Another great tactic is to ensure your cat has enough toys to scratch on. Scratching is instinct, and preventing them from scratching does not give long term results. There are many cat trees that come with scratching areas, toys, scratch pads and more. Visit your favorite pet supply store to see the wide variety of engaging toys that help your cat scratch in more productive ways. In addition to scratching poles, cardboard scratch pads and more. If your cat continues to scratch at things they’re not supposed to, just continue to divert their attention to what they are allowed to scratch.

Divert Your Cats Attention

Cats, even though they don’t appear to be very trainable says Dr. Linkenheimer of veterinarian Fox Chapel. They are quite smart, and will get the idea. In fact, ensure that your cat has enough toys as well, they need lots of stimulation, and in addition to scratch pads and cat trees, toys help keep your little hunter’s mind engaged. They will be happier and less likely to play with things that are not toys, like your clothes, bedding and rolls of toilet paper.

Does your cat get the zooomies? Also known as Frenetic Random Activity Periods, or FRAPs are characterized by frenzied, often repetitive, and shortlived outbursts of energy. Since cats are nocturnal, you may notice this, as you head to bed, your cat will start to play! While the noise may be annoying while you try to sleep, it is not a strictly nighttime activity. Simply pay attention to how often and how long your cat has these outbursts.

If it’s happening too often, it may be a sign that your cat isn’t getting enough play time during the day. While in some extreme cases, it can be a sign of hyperthyroidism. Always mention your cats habits to the veterinarian Fox Chapel at your annual exam, so the veterinarians can run tests if necessary.

Did Your Cat Flip You Off

Have you ever noticed that your cat will sometimes shake their front paw? While they will sometimes do this when they have water or debris stuck to their paw, says Dr. Linkenheimer from veterinarian Fox Chapel clinic River Valley Vet. If they had nothing stuck on their paw, this is often seen as a sign of dislike for something. Cat owners often refer to this as “getting the kitty flip off”. If your cat is trying to initiate play, and you don’t start playing with them, if you change your food, or when they no longer wish to be pet, they often will pick up one of their paws, and give it a shake before walking away.

This is kitty speak for “I’m not a fan of this”. Although if they are shaking it a lot, and they don’t have anything stuck to it, it may be an indication that their paw is in pain. Take them to veterinarian Fox Chapel to get them checked out to be sure.

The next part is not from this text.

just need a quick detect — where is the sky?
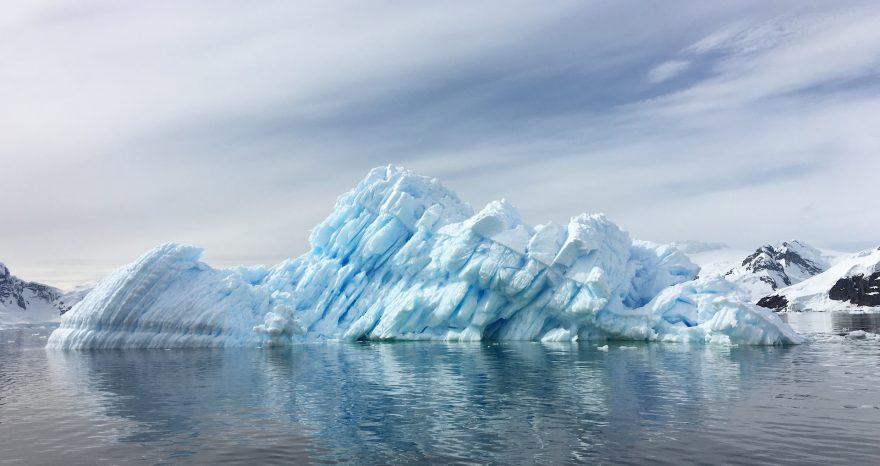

Ultimately, there are many ways a cat expresses themselves. We hope you enjoyed reading all the ways your cat communicates, from vocalizations, body language and their actions. Start paying attention, and respond accordingly. You will be very surprised at how your cat starts to interact, and how you two will bond differently. Owning a cat will be one of the most meaningful and beneficial things you do.

Contact Us Today!

And whenever you have a health or medical question or problem, contact the kind and caring experts at veterinarian Fox Chapel clinic, River Valley Veterinarian Hospital. They will love to meet your pet, and help you get all the answers you need.